Thomas Guskey PD – Improving Student Learning with Standards, Assessments, and Grading

Background

Professional development held by Butler ESC. Thomas Guskey is the speaker.

Opening Act

Rating system on how well we know assessing student learning (and out interest). Favorite question:

What is your disposition as a learner today? (1 = you better be good to 10 = I’m a sponge)

Getting into the Groove

Systemic Change

  • Change is a complex process
  • Professional Development is essential

So here’s the takeaway quote: Change is a prerequisite for improvement. Unfortunately this hasn’t really caught on with quite a few folk. Now people are contextual, there are differences. But that doesn’t mean we don’t try.

Ideas on the common core standards

  1. These ideas are not new. Ralph Tyler had two questions: A) What do I want students to learn and B) What evidence would I accept to verify student learning. The odd thing about education isn’t necessarily based on standards or learning,  it’s based on time (ie contact hours, semesters, grade level, etc).
  2. The ideas are more important than the vocabulary. Vocabulary (the shifting vocabulary of educationese) is a waste of time and doesn’t much matter (Guskey apparently is a pragmatist).
  3. Good ideas can be implemented poorly. A key question is how will it translate into practice. Teachers plan in terms of materials and activities. Not goals and standards.
  4. Success in education hinges on what happens at the classroom level.

Guidelines for Success

Think big, but start small.

Be aware of your cognitive capabilities. Small success move towards grander goals.

Ensure assessments become part of the instructional process.

Quizzes and tests should be learning tool. Key: A tech point. Technology can make this happen fast, quick, and easy. Kids should know what’s on the test. Learning should not be a guessing game. Where did this attitude crop up? Probably how teachers were taught.

Assessments must be followed by corrective instruction (high quality).

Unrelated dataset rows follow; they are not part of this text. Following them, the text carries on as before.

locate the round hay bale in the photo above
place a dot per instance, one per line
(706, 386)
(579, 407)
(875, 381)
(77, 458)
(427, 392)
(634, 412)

Teach differently. It’s not the assessments that matter, it’s what you do with the results of the assessments. Key to this is structured opportunity for teachers to develop and plan. Easier and better.

Students must be given a second chance to show improvement.

This is the way we train everyone in every professional area. You learn from mistakes. That’s learning.

Tips and observations on Formative Assessments

Idea – use review after the formative assessment so that you can teach better review. This is also demonstrates to students the way in which you the educator want their students to show improvement (the method).

What do you do with students who don’t demonstrate mastery in the 2nd assessment? Do you give a third? No. Move on. Kids learn in different orders. Kids may learn via different schedules.

Grading and Reporting: Guiding Questions & Observations

We know quite a bit, but very little of it has trickled into the classroom. For example, how much subjectivity is involved in grades? Guskey mentions studies demonstrating quite a bit of variation in grading assessments (1912). Most educators have very little training on grading – how it works, best practices, etc.

For that matter, parents often understand very little about current grade practices. They often revert back to how things were when they were kids.

The questions:

  1. What are major reasons we use report cards and assign grades to students’ work?
  2. Ideally, what purpose should report cards and grades serve?
  3. What elements should teachers use in determining students’ grades?

Grades are often a mystery to students. What they getting and why they’re getting them. That’s because there isn’t consensus in the education field.

General Conclusions from the research on grading

Grading is not essential to the instructional process.

So, naturally, why have grades?

While grading isn’t essential, checking is essential.

Checking is diagnostic (teacher is on the kid’s side), grading is evaluative (teacher is judge). This is a strange position. A very strange position (judge and an advocate). Grades should not be punitive. That is, grades should not be used to punish behavioral infraction.

No one method of grading serves all purposes well.

Parents consider report cards for them.

Common methods and some observations

Key comment: More grade categories = high grade subjectivity

Grades with comments are better than grades alone! If there is one important thing to keep in mind, build a successful experience in that first unit of study because students put themselves in grade categories. Teachers should show students how they can succeed.

You can’t really get away from subjectivity. You have one group (teachers) making judgments about another group (students) and trying to communicate such judgments to another group (parents). It’s important to recognize bias.

Technology “hides” subjectivity under the guise of mathematical precision. An area in which technology is working against us.

Grading and reporting should always be done in reference to learning criteria, never on a curve. (Valedictorian etc pits folks against each other).

Key Concept

Grading Criteria really should be separated into the following:

  1. Product criteria
  2. Process criteria
  3. Progress criteria

Other countries do this. Not combined into 1 category. For example Canada: 5 Categories – Achievement, Participation, Homework, Punctuality, Effort. (Note: Love it). Achievement correlates with providential test scores.